Les implications financières et sportives ne peuvent être surestimées. Atteindre la phase de ligue injecterait des dizaines de millions d'euros dans les caisses de Lyon, des fonds cruciaux pour un club encore en train de naviguer dans les réalités financières post-pandémie. Cela fournirait également la visibilité mondiale qui aide au recrutement et à la rétention des joueurs. L'échec, en revanche, n'est pas catastrophique mais comporte une piqûre distincte. La nouvelle structure de l'UEFA garantit que les perdants du parcours de qualification de la Ligue des champions tombent directement dans la phase de ligue de la Ligue Europa. Ce filet de sécurité garantit du football européen au moins jusqu'en janvier, mais la Ligue Europa représente une baisse de prestige et de revenus. Pour un club de la stature de Lyon, habitué aux hymnes de la Ligue des champions, une chute vers les jeudis soir semblerait un revers, même si elle offre une réelle chance de remporter un trophée.

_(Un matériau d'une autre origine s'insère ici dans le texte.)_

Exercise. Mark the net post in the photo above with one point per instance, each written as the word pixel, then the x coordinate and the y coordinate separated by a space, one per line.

Historiquement, la relation de Lyon avec les qualifications de la Ligue des champions a été mitigée. Le club a navigué sur des parcours similaires en 2014-15 et 2015-16, atteignant avec succès la phase de groupes à chaque fois après des triomphes en barrages. Plus récemment, une phase d'entrée directe a masqué des vulnérabilités sous-jacentes. Maintenant, l'exigence est une adaptation rapide à la philosophie de Fonseca, qui met l'accent sur une construction structurée et une solidité défensive – des qualités testées dans le football à élimination directe. Le tirage au sort du 20 juillet ne désignera pas seulement les adversaires, mais façonnera également la planification de la pré-saison : les matchs amicaux, les camps d'entraînement et les transactions de transfert seront tous calibrés en fonction des défis tactiques spécifiques à venir. L'équipe de recrutement du club, dirigée par le groupe Eagle Football de John Textor, doit équilibrer ambition et pragmatisme, sachant qu'une mauvaise performance pourrait compromettre des mois de travail.

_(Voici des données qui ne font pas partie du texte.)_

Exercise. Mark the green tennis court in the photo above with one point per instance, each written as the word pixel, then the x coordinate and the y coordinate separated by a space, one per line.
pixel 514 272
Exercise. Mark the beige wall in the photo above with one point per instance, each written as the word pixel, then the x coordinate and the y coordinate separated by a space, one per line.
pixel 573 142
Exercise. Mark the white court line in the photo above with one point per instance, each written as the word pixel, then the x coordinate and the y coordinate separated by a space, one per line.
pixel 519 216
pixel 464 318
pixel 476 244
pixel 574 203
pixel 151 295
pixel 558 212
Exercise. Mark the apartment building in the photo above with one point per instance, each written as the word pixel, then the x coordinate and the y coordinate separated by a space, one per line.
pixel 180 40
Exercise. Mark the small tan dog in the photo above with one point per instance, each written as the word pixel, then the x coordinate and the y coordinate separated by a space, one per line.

Au-delà de Lyon, les enjeux s'étendent à la bataille du coefficient du football français. Avec les Pays-Bas et le Portugal aux trousses, chaque point gagné en qualifications pourrait s'avérer décisif dans la course aux places supplémentaires en Ligue des champions à l'avenir. Le progrès de Lyon, ou son absence, aura des répercussions sur le classement collectif de la Ligue 1. La ligue a besoin que tous ses représentants soient performants, surtout avec le nouveau modèle suisse de la Ligue des champions qui exige des effectifs plus profonds et des résultats constants. Pour Fonseca, le défi est clair : négocier un chemin au-delà de six peaux de banane potentielles, puis conquérir un barrage, tout en construisant une équipe capable de rivaliser au niveau national. L'été de l'anxiété ne fait que commencer, et le 20 juillet marque le premier vrai test de la détermination de Lyon. D'après les informations de L'Equipe.